Deux mille douze, douce année de ressources

4 janvier 2012

Cher lecteur,

Tandis que 2011 a égrené ses dernières heures, et que nous levons le rideau sur l’année 2012, me voici sur une dune caressée par la brise, à réfléchir à l’état du monde.

Je lève les yeux au Nord, je vois une Afrique du Nord qui se cherche, encore secouée par les derniers soubresauts du « printemps arabe » ; un peu plus haut encore, je vois une Europe frileuse, recroquevillée sur elle-même, accablée par la crise de l’Eurozone, avec d’anciennes grandes puissances et grandes civilisations réduites à accepter l’amère potion du FMI comme de vulgaires Etats tiermondistes.

Je tourne les yeux à l’est, c’est un paysage d’apocalypse qui m’aveugle, un Tsunami au Japon doublé d’une catastrophe nucléaire, qui sont parvenus à fissurer la légendaire impassibilité et le stoïcisme des peuples du soleil levant.

Je tourne les yeux à l’ouest, et là c’est la désolation, des ouragans, la récession dans le riche pays de l’Oncle Sam, des ménages entiers jetés à la rue, des « indignés » qui se lancent à l’assaut de la Maison Blanche, des images d’insurrection à la télé ;

Je regarde vers le Sud, c’est année électorale partout, avec son cortège de violences post-électorales, tripatouillages de constitution, fraudes, quand ce n’est pas une terrible famine qui frappe la corne de l’Afrique et son ballet d’ONG criant au secours ;

Mon Dieu que de maux. Je pousse un soupir. Inspirée par la beauté des dunes caressées par le vent du désert, je me rappelle cette réflexion philosophique : après celui de Dieu, le plus grand, le plus bel amour est celui que l’on a pour soi.

Les africains et le peuple noir en général, résignés au malheur, n’ont pourtant aucune raison de se morfondre et ont toutes les raisons de croire en leurs ressources.

Jugez-en plutôt :

-        Michael Jackson, Le plus grand chanteur pop de tous les temps, est noir.

-        Tiger Woods, Le plus grand golfeur de tous les temps, est noir.

-        Modibo Diarra, navigateur interplanétaire à la Nasa et premier Américain désigné ambassadeur de bonne volonté de l’UNESCO, est noir.

-        Lewis Hamilton, le plus grand champion de course automobile de ces dix dernières années, est noir.

-        Nelson Mandela, le Président et homme politique le plus unanimement respecté au monde, est noir.

Et dernier et non le moindre,

-        Barack Obama, le Président des États-Unis, première puissance mondiale, est noir.

 

Parties de rien, toutes  ces personnalités ont en commun d’avoir cru en elles-mêmes et en leurs capacités à terrasser l’adversité.

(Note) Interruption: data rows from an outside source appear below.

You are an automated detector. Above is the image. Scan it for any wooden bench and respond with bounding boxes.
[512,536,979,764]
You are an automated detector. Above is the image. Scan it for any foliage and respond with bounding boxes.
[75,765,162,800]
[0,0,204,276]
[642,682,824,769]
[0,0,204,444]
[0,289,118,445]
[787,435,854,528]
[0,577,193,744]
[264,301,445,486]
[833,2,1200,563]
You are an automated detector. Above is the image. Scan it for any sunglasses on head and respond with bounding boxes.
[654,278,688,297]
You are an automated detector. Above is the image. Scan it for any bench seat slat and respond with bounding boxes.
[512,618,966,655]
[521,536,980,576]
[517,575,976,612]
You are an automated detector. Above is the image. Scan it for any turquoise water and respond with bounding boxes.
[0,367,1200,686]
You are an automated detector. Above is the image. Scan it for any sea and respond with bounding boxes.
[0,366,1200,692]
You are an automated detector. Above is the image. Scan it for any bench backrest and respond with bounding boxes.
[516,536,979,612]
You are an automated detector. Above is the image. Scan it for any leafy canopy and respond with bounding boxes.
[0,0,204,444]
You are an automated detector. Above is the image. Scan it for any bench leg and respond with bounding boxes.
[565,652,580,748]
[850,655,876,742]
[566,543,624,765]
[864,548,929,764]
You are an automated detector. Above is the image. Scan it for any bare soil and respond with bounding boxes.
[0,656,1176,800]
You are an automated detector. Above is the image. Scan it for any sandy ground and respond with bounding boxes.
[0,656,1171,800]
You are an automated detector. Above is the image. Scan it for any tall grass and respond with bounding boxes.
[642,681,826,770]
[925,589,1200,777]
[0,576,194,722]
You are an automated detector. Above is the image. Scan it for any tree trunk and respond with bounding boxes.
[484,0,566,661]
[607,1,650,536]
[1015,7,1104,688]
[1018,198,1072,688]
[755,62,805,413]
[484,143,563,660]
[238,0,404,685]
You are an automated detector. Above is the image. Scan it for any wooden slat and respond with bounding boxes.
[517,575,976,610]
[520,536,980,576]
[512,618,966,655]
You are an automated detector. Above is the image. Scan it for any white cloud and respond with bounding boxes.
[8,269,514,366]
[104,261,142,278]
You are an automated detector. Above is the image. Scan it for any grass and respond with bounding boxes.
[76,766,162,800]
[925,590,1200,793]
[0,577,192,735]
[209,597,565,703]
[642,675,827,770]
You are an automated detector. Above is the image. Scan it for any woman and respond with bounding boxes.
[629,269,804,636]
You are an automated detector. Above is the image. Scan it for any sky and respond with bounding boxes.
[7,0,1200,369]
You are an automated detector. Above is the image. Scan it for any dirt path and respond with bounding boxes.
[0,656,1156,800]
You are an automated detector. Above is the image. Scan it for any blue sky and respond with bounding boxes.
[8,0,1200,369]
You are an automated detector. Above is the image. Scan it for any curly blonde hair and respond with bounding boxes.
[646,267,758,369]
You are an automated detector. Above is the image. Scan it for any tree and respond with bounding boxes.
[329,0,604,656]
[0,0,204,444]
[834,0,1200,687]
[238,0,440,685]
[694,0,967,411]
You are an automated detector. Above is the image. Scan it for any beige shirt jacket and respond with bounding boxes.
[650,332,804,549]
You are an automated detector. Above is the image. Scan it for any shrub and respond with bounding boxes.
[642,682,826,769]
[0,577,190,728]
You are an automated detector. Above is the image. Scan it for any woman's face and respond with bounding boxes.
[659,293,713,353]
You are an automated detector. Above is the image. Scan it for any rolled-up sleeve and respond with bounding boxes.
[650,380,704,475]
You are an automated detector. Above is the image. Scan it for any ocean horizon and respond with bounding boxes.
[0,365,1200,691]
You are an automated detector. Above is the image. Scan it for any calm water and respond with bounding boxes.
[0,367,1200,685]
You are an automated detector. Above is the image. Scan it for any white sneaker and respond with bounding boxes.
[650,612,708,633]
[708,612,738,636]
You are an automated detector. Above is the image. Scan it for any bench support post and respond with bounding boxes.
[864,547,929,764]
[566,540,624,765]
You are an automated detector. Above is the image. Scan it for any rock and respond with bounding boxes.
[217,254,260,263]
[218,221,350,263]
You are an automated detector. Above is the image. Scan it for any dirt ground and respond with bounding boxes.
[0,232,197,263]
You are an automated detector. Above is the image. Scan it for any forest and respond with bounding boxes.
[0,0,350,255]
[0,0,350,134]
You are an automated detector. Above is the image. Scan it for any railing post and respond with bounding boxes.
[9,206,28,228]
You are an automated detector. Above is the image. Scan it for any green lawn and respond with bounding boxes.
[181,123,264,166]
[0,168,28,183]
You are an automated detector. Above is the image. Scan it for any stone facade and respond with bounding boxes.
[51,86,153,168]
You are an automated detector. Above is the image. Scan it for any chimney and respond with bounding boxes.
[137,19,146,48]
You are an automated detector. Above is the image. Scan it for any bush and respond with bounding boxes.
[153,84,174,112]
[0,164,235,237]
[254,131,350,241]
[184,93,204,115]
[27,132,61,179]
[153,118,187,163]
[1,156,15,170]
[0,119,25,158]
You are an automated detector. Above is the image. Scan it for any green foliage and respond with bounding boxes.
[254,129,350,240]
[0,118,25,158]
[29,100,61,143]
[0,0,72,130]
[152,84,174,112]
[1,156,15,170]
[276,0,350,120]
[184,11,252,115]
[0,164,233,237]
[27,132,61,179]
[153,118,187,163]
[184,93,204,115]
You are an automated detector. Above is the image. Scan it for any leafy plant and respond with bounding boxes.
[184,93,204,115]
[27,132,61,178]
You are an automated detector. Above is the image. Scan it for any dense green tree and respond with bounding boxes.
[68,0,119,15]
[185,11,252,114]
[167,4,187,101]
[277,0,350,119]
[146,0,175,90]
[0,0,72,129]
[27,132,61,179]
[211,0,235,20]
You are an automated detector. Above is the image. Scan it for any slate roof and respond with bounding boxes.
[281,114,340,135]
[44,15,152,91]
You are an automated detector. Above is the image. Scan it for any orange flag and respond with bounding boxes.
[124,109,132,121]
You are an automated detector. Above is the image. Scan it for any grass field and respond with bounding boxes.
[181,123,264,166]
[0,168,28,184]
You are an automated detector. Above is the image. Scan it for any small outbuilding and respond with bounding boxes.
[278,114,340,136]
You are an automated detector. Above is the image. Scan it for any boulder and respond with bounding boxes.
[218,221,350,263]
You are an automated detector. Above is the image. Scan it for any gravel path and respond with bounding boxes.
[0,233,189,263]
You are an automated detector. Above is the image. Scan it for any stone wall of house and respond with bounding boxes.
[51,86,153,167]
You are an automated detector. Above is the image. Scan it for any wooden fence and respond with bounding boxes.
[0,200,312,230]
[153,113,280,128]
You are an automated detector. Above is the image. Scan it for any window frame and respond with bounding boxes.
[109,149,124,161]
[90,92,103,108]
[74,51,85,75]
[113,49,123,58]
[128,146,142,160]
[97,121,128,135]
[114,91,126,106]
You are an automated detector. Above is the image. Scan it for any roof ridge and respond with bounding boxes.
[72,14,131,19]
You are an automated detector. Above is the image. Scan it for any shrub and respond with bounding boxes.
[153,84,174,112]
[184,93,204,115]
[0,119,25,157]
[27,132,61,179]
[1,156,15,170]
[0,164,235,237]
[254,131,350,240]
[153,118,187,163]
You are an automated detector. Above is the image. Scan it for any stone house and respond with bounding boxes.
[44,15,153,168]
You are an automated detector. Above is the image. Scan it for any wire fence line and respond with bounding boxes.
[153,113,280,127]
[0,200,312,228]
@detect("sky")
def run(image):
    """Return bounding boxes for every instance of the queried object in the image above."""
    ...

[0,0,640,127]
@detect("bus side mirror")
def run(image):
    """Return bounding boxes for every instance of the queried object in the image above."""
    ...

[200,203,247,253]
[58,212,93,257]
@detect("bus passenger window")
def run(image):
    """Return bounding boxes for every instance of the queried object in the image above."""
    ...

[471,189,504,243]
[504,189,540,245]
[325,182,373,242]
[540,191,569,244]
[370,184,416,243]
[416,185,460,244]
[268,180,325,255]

Que cela signifie-t-il. Balle au centre. Revenons aux fondamentaux.  Toi, moi. Nous. Chacun d’entre nous représente une mine de ressources. Une telle richesse. Regardons au fond de nous-mêmes, croyons en nous-mêmes et en nos capacités. Cette année est l’année de la foi. La foi en nos ressources intérieures, pour, avec l’aide de Dieu, colmater nos brèches, surmonter les écueils, gravir les montagnes, quels que soient leurs noms, ou leur envergure (maladie, échec, tension, solitude, disparition, difficultés) car je vous le dis, notre capacité à nous réinventer est infinie.

Vos ressources diverses et plurielles sont inépuisables et, j’en suis convaincue, vous feront en 2012, voler de succès en succès, et de sommets en sommets.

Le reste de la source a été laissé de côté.